翌日。康夫の喜寿を祝う会場には、親族やビジネス関係者が詰めかけていた。

康夫は壇上で、いかに自分が家族を愛し、導いてきたかを演説していた。


「私の人生の最大の功績は、この素晴らしい家族です。修くん、瑠美さん、そして一真…」


その時、会場の照明が落ち、巨大なスクリーンに映像が映し出された。

最初は家族の思い出の写真。しかし、数秒後、映像はノイズと共に切り替わった。

そこには、暗い寝室で、泣き崩れる瑠美を組み敷き、卑劣な言葉を投げかける康夫の姿が鮮明に映っていた。

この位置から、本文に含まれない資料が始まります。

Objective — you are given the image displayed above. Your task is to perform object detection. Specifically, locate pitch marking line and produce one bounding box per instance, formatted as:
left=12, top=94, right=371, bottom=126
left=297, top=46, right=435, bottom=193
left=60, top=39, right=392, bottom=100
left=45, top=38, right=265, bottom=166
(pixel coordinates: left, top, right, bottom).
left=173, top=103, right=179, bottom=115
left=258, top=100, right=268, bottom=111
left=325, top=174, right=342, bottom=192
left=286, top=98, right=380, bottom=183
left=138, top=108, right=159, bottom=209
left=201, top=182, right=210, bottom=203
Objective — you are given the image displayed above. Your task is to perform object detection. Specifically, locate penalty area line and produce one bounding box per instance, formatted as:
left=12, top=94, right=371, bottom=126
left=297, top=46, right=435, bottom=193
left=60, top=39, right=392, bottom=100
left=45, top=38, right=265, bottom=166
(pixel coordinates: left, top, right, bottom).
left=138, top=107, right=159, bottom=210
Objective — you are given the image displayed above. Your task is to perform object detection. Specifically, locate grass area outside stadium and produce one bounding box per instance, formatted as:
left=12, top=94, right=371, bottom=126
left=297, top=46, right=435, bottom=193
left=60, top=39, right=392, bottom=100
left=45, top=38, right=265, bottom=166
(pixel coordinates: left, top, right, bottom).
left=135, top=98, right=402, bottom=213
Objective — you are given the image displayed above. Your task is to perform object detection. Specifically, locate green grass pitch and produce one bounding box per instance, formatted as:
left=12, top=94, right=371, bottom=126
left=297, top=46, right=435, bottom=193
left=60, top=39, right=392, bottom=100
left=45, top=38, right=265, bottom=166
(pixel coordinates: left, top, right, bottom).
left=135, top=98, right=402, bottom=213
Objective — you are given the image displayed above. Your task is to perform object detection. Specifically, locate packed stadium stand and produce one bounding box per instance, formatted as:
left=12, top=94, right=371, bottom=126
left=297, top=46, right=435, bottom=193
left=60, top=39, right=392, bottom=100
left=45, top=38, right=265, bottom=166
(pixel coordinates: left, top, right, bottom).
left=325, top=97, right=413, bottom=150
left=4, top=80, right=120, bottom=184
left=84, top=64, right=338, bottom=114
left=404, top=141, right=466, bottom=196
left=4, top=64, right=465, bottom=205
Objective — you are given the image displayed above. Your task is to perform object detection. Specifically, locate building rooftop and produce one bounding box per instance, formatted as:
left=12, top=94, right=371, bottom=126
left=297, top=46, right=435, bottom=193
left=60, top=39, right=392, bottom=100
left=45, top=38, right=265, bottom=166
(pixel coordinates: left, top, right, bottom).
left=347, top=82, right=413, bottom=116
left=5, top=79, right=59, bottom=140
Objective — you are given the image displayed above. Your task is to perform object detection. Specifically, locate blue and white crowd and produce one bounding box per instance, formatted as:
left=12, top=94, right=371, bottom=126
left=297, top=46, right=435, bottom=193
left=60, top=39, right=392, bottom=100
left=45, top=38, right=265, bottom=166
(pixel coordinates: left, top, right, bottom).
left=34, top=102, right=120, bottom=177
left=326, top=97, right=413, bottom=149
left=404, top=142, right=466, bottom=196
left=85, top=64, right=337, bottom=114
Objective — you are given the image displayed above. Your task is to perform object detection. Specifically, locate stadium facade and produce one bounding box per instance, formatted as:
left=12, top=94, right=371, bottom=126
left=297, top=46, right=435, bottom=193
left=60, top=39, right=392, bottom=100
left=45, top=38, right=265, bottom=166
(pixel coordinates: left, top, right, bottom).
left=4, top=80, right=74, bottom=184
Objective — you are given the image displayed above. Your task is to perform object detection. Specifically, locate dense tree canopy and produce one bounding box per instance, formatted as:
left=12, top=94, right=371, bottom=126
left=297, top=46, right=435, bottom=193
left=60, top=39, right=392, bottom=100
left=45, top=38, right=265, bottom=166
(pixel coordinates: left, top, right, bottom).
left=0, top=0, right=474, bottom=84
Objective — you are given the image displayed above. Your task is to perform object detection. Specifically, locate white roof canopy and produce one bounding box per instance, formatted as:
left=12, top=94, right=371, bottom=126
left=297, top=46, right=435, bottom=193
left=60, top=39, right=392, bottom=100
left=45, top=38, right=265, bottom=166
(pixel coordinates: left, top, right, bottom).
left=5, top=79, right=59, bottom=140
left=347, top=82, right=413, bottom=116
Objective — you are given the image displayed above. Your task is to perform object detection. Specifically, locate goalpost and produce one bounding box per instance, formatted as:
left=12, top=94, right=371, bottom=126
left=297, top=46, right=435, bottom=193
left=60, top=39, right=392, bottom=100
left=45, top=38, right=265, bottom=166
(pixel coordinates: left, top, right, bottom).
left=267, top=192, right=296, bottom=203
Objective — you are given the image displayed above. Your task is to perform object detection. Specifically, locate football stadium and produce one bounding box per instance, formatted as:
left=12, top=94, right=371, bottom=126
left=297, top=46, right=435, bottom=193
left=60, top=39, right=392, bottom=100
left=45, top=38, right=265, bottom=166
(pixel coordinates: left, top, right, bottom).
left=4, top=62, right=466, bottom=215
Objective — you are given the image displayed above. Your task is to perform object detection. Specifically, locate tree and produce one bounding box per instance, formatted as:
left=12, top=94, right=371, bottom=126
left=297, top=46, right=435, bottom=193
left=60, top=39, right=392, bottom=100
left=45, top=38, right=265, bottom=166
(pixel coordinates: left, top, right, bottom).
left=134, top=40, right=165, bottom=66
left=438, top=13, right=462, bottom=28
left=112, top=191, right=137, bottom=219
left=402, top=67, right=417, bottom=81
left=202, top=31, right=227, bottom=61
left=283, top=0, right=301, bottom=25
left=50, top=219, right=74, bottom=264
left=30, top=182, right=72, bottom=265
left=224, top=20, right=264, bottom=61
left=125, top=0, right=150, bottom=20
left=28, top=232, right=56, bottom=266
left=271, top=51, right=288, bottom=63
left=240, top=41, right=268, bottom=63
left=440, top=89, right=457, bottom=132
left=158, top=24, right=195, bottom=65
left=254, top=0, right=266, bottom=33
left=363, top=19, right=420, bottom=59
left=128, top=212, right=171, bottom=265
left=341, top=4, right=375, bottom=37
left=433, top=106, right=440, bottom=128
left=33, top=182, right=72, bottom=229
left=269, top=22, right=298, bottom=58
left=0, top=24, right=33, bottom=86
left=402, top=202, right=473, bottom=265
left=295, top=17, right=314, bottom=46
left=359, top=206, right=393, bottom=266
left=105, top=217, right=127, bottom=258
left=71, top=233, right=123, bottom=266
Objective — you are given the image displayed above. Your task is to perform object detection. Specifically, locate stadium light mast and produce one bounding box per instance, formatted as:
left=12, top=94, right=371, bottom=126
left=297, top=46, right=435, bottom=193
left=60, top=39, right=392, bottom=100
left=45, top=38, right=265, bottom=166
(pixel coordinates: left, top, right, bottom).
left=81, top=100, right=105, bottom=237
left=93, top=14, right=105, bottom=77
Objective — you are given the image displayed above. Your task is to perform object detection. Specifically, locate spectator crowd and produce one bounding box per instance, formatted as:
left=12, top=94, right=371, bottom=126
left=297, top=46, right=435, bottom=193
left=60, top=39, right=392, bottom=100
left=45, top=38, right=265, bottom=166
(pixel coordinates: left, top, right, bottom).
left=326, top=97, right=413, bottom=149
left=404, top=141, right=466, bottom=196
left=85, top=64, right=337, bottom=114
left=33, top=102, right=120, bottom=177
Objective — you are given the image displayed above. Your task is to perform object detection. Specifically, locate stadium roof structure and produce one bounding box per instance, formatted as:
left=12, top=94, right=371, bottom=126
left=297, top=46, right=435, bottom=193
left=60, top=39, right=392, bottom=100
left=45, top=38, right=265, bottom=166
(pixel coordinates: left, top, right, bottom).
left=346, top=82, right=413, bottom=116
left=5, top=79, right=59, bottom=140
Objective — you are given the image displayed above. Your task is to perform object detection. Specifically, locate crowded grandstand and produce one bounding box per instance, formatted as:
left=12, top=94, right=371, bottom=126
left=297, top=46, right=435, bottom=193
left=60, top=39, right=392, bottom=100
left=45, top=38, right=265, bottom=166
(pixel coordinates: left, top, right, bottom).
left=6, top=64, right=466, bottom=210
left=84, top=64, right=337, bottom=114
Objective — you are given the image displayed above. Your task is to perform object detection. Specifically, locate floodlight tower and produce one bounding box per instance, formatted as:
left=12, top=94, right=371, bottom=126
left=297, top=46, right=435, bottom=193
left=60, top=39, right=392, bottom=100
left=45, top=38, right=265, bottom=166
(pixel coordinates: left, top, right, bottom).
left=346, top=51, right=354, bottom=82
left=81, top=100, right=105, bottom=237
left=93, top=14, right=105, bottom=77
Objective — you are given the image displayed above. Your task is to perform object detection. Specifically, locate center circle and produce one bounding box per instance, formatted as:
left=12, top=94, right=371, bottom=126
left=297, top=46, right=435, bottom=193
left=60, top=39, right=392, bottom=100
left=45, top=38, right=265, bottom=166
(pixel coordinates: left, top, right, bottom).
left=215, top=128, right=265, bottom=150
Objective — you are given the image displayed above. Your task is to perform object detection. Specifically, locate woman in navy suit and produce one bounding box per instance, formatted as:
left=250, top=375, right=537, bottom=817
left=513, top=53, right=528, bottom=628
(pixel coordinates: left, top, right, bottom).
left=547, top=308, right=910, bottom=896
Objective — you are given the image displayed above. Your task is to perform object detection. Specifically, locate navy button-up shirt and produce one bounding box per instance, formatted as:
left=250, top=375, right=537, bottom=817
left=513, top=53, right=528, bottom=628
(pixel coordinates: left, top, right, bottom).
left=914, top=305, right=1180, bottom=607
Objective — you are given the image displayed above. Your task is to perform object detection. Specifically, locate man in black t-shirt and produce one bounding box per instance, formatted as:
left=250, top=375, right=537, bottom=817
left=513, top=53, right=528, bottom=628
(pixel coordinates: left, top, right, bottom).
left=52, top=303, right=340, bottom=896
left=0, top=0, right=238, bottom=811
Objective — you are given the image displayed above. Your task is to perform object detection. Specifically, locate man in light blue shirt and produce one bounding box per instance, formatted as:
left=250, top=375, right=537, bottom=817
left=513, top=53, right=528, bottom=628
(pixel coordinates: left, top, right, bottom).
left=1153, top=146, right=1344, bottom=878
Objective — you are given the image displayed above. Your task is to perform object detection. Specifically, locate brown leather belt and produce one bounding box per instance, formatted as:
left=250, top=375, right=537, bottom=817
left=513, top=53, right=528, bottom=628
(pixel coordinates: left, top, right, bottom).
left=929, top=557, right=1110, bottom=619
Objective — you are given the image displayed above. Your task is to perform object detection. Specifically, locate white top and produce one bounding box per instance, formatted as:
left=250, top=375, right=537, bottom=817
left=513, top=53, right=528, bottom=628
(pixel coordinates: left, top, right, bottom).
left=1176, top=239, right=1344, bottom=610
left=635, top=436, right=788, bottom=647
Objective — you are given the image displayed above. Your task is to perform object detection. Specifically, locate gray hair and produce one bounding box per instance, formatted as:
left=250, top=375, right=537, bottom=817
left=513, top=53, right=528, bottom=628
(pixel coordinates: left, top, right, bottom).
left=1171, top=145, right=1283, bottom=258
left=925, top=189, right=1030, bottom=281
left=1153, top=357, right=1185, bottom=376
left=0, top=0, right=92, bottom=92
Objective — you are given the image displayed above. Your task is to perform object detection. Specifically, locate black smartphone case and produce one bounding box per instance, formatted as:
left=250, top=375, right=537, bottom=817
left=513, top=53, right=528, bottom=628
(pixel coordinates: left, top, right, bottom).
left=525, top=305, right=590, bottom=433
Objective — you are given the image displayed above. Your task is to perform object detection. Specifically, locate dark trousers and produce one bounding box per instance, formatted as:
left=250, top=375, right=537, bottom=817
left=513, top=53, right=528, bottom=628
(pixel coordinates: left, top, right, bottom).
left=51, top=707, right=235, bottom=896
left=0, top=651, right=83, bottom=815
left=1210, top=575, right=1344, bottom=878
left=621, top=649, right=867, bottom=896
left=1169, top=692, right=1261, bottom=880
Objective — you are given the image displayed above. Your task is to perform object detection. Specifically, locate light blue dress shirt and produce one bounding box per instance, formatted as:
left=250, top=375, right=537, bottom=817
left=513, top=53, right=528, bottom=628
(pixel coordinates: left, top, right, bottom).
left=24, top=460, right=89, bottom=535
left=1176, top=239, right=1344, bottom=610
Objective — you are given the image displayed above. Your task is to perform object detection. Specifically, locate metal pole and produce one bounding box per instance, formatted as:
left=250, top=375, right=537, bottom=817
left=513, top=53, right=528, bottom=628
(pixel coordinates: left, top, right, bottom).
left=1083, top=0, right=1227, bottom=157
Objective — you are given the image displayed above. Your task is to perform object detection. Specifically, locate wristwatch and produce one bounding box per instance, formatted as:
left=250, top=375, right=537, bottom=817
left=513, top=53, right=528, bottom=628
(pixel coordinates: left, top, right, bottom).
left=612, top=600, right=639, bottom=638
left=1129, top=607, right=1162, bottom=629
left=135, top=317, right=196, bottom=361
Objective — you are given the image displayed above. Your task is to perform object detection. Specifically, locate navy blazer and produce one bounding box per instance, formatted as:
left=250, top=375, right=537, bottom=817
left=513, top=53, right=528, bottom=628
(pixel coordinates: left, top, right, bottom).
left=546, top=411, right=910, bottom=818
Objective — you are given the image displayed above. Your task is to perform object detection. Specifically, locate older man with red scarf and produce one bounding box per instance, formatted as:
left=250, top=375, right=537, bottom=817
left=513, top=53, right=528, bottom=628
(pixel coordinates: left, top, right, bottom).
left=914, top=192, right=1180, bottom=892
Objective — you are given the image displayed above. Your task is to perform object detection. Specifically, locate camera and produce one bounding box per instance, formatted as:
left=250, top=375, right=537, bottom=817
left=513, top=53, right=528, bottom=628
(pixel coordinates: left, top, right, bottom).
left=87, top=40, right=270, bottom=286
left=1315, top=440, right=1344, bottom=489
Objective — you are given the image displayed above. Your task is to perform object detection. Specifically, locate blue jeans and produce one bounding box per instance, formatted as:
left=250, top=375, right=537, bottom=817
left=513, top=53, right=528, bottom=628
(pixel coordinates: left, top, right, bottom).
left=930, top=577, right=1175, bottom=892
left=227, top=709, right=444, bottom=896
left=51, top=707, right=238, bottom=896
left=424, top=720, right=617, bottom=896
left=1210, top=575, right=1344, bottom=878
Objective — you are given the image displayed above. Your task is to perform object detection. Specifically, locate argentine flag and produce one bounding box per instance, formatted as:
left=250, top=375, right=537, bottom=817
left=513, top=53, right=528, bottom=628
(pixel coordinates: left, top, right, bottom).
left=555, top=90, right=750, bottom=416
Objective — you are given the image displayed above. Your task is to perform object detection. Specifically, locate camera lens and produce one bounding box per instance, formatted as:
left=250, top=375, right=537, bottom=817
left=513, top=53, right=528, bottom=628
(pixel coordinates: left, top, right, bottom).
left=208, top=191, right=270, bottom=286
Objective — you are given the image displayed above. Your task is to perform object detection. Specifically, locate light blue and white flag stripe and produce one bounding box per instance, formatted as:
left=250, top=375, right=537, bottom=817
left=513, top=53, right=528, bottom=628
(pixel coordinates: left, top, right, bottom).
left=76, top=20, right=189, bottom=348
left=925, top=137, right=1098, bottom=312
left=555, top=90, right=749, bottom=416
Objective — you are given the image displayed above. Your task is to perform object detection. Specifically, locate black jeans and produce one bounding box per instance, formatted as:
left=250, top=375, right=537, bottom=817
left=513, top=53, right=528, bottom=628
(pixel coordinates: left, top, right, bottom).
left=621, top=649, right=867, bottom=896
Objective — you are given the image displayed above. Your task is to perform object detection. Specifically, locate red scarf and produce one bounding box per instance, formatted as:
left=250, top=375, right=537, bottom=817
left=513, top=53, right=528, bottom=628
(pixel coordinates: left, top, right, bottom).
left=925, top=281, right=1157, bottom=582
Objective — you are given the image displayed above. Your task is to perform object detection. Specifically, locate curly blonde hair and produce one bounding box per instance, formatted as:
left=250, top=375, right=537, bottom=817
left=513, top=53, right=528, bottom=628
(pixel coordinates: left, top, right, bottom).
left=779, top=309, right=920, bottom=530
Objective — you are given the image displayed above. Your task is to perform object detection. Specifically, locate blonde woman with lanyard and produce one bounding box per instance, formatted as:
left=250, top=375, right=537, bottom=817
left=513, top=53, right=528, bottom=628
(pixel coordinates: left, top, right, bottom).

「君の体は、もう修のものではない…私の動画一つで、あいつの人生は終わるんだぞ」


会場は静まり返り、やがて悲鳴に近いざわめきが起きた。

康夫は顔を真っ赤に染め、絶叫した。


「消せ! 誰だ、こんな悪質な細工をしたのは!」


しかし、映像は止まらない。

康夫が瑠美を「調教」し、一真が自分の子であることを誇示する音声までが、スピーカーから響き渡る。

瑠美はその場に膝をつき、顔を覆った。

修は、震える手で瑠美の肩を抱いた。

それは十四年前、出張先から戻った時にすべきだった、唯一の行動だった。


「お義父さん。もう、終わりです」


修の声は、驚くほど静かだった。

康夫は崩れ落ちるように椅子に座り込んだ。

彼の社会的地位、名誉、そして最も執着していた瑠美への支配権。

すべてが、一瞬にして灰に帰した。